I am trying to do a simple sklearn pipeline with a StandardScaler for the numerical values and a OneHotEncoder for the categorical.

As shown here, I use the CastTransformer to reduce discrepencies between the raw prediction and the onnx inference induces by the StandardScaler and it works fine.
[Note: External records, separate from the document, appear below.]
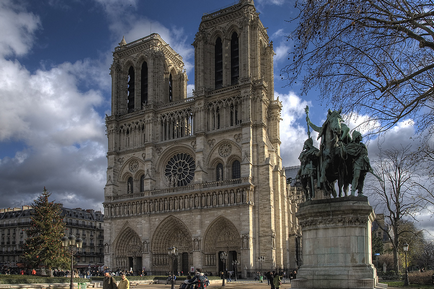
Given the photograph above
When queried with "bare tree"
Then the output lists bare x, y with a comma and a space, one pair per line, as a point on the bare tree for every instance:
397, 196
370, 56
425, 256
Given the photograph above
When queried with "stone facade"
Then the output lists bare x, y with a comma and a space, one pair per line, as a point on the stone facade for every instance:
203, 174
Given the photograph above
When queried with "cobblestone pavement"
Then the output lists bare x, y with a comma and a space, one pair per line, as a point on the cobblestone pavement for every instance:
229, 285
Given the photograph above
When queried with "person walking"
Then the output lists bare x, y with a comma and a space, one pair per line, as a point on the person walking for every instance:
277, 281
124, 283
109, 281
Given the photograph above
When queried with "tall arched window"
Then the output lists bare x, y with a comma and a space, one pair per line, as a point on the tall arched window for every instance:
218, 63
219, 172
170, 88
144, 83
235, 59
236, 170
130, 96
142, 183
130, 185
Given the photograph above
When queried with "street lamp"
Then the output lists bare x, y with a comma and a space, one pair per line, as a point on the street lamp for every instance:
74, 245
223, 257
235, 264
261, 260
406, 283
173, 253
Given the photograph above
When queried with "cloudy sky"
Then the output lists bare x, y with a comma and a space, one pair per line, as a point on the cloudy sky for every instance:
55, 88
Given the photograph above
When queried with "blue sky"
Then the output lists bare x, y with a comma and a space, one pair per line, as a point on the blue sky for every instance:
55, 87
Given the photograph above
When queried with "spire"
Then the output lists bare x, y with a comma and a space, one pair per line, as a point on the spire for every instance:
123, 42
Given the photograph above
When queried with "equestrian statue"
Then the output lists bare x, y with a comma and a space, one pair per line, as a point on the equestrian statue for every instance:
341, 158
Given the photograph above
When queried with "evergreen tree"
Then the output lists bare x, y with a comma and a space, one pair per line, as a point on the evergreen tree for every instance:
43, 245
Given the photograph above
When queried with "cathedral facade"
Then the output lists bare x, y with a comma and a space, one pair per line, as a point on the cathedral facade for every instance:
201, 173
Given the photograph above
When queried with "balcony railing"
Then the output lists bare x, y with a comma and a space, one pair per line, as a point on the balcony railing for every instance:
190, 188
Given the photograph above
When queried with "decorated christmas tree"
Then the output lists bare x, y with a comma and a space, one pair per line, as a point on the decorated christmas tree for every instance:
43, 246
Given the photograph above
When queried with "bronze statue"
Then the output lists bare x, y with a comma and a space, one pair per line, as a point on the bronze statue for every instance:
340, 158
307, 173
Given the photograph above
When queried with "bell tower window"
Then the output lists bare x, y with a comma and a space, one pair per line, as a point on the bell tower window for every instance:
219, 172
235, 59
130, 185
142, 183
170, 88
144, 84
236, 170
218, 64
130, 89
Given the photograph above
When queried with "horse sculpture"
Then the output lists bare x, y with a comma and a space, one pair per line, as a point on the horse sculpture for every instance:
334, 161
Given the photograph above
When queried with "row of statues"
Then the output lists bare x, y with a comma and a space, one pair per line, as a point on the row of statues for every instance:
341, 158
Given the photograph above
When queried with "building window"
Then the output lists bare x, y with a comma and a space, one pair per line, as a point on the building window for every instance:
235, 59
170, 88
236, 170
180, 170
131, 89
144, 84
219, 172
130, 185
142, 183
218, 63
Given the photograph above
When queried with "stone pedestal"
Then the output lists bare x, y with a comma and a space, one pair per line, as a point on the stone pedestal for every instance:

The problem arise when I use the OneHotEncoder for the categorical features, which creates a lot of discrepencies.

Here the complete code :

import numpy as np
from xgboost import XGBClassifier
from sklearn.compose import ColumnTransformer
from sklearn.pipeline import Pipeline
from sklearn.preprocessing import StandardScaler, OneHotEncoder
from skl2onnx import convert_sklearn
from skl2onnx.common.data_types import (
    FloatTensorType,
    StringTensorType,
    BooleanTensorType,
)
from skl2onnx.sklapi import CastTransformer
from skl2onnx.common.data_types import Int64TensorType
import onnxruntime as rt

from skl2onnx import update_registered_converter
from skl2onnx.common.shape_calculator import calculate_linear_classifier_output_shapes
from onnxmltools.convert.xgboost.operator_converters.XGBoost import convert_xgboost

numeric_transformer = Pipeline(
    steps=[
        ("cast64", CastTransformer(dtype=np.float64)),
        ("scaler", StandardScaler()),
        ("cast", CastTransformer()),
    ]
)

categorical_transformer = Pipeline(
    steps=[
        ("onehot", OneHotEncoder(handle_unknown="ignore", dtype=np.float32, sparse_output=False)),
    ]
)

trans = [
    ("num", numeric_transformer, numeric_features),
    ("cat", categorical_transformer, categorical_features)
]
preprocessor = ColumnTransformer(transformers=trans, remainder="drop")

clf = Pipeline(
    steps=[
        ("preprocessor", preprocessor),
        ("classifier", XGBClassifier()),
    ]
)

clf.fit(X_train, y_train.astype(int))

def convert_dataframe_schema(df, drop=None):
    inputs = []
    for k, v in zip(df.columns, df.dtypes):
        if drop is not None and k in drop:
            continue
        if v == "int64":
            t = Int64TensorType([None, 1])
        elif (v == "float64") or (v == "float32"):
            t = FloatTensorType([None, 1])
        elif v == "bool":
            t = BooleanTensorType([None, 1])
        else:
            t = StringTensorType([None, 1])
        inputs.append((k, t))
    return inputs

initial_inputs = convert_dataframe_schema(X_train)
model_onnx = convert_sklearn(
    clf,
    "pipeline_titanic",
    initial_inputs,
    target_opset=12
)

raw_prediction = clf.predict_proba(X_test)[:, 1]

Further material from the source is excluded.